Since the conditions in spaces containing fire extinguishers change frequently, the procedures should include all the inspection activities listed above. If the monthly inspection is conducted by a vendor, document that the vendor’s technicians are qualified to conduct the inspection, and that their inspection procedures meet the requirements presented above. Have this information available for survey review.

 

Vinyl Wrap on Elevator Doors Prohibited – LS.02.01.01

As recently noticed, healthcare organizations are using elevator doors as advertising billboards for a variety of items, ranging from marketing new services to congratulating well-deserving staff. However, the vinyl wrap can “negate” the fire rating of the fire door and jeopardize fire protection requirements for elevators. As of January 1, 2021, The Joint Commission (TJC) will not allow “wrapping” of elevator doors, unless it:

  • Meets the Underwriters Laboratory (UL) requirement for fire-rated doors – UL 10B, Fire Tests of Door Assemblies (neutral or negative pressure) and UL 10C, Positive Fire Pressure Tests of Door Assemblies.
  • Covers no more than 5% of the door’s surface
  • Is attached only with an adhesive, no screws, nails, nor glazing
  • Does not impair the operation of the door

To minimize this fire risk, the organization should implement a program that includes the following:

  • Documentations of elevators on the inventory which have wrapping
  • Reviewing documentation for vinyl wraps on elevator doors
  • Obtaining wrap documentation for NFPA 101 and UL-10B and UL-10C requirements if not currently available
  • Removing wrapping if the information is not available to ensure the fire rating of the door is not compromised
  • Reviewing the wrapping on elevator doors during the environmental tour process.

Should wrapping be found on the elevator doors during a survey and the rating documentation is not available or appropriate, a Requirement for Improvement (RFI) will be issued under Life Safety Chapter requirements, (LS.02.01.01 EP2).

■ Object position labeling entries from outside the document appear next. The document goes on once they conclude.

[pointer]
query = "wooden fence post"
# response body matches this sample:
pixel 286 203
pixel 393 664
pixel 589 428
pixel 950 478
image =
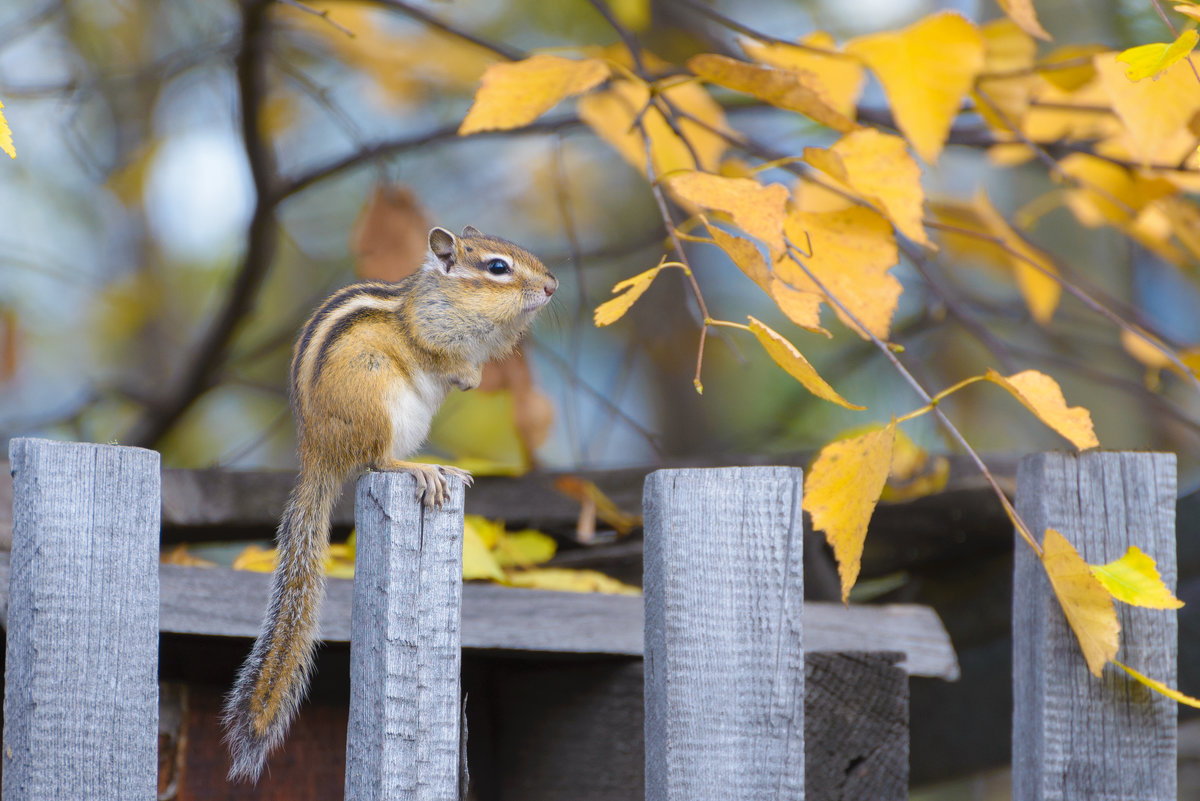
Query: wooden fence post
pixel 1074 736
pixel 81 710
pixel 724 660
pixel 402 742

Since things happen overnight in a hospital, reviewing the wrapping on elevator doors frequently during the environmental tour process makes sense.

 

More Spares Sprinkler Heads Required – LS.02.01.35

Beginning January 1, 2021, TJC requires hospitals, critical access hospitals, and behavioral health care organizations to have specific “spare” sprinkler heads of each type and also to have required wrenches (LS.02.01.35 EP7 & NFPA 25-2011 5.4.1.4 & .6). Going forward, an organization should:

  • Have at least six spare heads for “each” type of sprinkler head design for all “temperature” ranges
  • Maintain the associated wrench for each sprinkler head type and temperature range
  • Store spare heads and wrenches in a wall-mounted cabinet located in a space that does not exceed 100o F
  • Conduct annual sprinkler heads inspection to update sprinkler head inventory and spare heads
  • Examine sprinkler heads during environmental tours as an “on-going” quality process

Have the spares available in a “clean, red, wall-mounted” cabinet for inspection during an accreditation survey. This location may be one of the first places a surveyor may visit.